Lula tem dito a interlocutores que Alckmin seria capaz de ampliar os apoios pricipalmente no interior de São Paulo, onde é bem votado. Além disso o ex-governador é religioso -- no caso, católico -- e conservador. Mesmo que um vice não seja fundamental na história política brasileira, sinaliza para os agentes políticos que Lula quer ampliar o arco de alianças.
Para Alckmin, a vantagem é que ele voltaria ao cenário nacional, se cacifando para uma eventual candidatura principal em 2026, quando estaria com 75 anos -- Lula, hoje, tem 76 anos. Mas aí teria de abrir mão da tentativa de se reeleger governador de São Paulo, algo que ainda não decidiu.

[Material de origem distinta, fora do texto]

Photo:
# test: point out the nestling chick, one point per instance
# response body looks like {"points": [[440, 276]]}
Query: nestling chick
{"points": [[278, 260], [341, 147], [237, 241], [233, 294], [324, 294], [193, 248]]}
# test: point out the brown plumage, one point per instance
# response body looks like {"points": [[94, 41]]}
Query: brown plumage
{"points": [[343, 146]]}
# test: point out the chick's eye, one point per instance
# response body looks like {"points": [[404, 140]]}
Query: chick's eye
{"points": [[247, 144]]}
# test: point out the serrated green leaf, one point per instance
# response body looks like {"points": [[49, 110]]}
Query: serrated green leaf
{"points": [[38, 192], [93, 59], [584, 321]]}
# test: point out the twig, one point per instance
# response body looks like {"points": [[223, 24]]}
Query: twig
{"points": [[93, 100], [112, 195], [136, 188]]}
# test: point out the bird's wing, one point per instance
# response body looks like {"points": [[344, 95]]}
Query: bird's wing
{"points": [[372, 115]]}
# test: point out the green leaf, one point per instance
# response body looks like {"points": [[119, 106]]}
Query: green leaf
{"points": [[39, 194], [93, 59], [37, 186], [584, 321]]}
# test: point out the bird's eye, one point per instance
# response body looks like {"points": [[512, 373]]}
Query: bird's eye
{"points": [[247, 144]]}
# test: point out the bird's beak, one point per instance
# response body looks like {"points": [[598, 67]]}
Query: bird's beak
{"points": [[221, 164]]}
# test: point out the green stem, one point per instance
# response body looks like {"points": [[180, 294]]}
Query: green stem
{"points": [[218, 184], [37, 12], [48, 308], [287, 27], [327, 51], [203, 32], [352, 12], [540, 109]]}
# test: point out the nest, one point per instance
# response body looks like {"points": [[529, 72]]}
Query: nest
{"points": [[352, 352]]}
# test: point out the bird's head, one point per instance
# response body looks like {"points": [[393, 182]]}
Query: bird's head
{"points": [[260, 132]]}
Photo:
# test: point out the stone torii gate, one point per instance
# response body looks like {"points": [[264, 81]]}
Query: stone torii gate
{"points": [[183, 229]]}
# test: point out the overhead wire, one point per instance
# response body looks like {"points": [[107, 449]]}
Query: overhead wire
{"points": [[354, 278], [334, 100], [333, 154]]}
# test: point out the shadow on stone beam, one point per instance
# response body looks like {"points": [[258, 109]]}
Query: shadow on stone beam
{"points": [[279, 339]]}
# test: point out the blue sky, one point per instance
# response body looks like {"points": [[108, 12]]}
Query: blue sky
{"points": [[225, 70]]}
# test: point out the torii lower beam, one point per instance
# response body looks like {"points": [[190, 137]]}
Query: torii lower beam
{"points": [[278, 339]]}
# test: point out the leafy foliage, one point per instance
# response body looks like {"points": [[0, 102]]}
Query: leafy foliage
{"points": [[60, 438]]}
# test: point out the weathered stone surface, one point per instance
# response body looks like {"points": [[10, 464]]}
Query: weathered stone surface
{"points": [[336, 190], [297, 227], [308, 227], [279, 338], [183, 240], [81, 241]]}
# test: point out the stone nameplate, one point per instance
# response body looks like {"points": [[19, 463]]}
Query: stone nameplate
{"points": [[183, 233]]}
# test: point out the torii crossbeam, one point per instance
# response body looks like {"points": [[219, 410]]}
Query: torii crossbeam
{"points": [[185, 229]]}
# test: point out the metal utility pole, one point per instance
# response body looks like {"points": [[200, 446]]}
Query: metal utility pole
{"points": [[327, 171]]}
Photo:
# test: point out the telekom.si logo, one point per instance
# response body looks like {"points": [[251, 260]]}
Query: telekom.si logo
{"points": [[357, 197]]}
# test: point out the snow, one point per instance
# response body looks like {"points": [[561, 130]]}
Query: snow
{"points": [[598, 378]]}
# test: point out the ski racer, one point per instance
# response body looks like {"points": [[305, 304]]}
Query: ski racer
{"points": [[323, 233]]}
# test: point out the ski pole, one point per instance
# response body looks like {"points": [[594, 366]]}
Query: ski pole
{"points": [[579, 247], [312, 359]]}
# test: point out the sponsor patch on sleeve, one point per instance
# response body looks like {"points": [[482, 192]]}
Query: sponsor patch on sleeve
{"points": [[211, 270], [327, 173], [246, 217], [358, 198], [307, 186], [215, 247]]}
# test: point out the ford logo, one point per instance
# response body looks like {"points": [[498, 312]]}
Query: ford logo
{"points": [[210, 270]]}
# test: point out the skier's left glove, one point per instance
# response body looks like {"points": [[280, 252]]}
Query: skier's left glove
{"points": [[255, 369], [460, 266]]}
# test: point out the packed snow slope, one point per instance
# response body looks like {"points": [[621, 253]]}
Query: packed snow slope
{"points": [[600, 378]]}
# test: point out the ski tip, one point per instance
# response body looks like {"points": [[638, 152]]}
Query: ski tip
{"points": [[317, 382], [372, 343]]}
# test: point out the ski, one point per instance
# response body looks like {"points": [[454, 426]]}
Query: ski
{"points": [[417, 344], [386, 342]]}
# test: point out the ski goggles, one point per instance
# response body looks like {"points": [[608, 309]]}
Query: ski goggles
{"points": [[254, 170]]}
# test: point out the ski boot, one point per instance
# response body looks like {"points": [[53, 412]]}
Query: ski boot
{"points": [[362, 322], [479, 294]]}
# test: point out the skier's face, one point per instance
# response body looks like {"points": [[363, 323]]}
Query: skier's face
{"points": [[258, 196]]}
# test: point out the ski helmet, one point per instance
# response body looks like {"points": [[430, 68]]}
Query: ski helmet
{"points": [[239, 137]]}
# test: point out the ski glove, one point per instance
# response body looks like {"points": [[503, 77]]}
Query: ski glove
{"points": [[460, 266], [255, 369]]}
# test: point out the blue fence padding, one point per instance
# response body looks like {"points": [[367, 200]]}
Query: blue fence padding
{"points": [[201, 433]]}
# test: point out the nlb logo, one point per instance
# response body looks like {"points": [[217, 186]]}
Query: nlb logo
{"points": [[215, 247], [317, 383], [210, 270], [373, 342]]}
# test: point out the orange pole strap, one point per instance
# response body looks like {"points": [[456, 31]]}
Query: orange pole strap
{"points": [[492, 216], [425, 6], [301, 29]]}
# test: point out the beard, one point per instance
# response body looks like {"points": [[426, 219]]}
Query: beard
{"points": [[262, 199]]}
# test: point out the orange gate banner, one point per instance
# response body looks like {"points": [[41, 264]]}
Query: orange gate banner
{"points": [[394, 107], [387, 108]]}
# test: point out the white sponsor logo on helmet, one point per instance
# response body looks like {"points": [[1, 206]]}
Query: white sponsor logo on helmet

Caciques do PSB aceitaram a ida de Alckmin para partido, e a hipótese de lançá-lo como vice na chapa de Lula. Mas, como prerrogativa, o ex-prefeito Fernando Haddad deve desistir de sua candidatura ao Palácio dos Bandeirantes para apoiar França ao governo de São Paulo. Haddad, então, se lançaria como candidato ao Senado. Além disso, o PSB quer ter candidatos com apoio do PT no Rio, Pernambuco, Espírito Santo e Rio Grande do Sul.
Para dirigentes do PT, a condição dos caciques do PSB não é um "empecilho" para fechar acordo, uma vez que entendem como necessária a eleição de um nome mais petista à bancada paulista para um eventual governo Lula em 2023.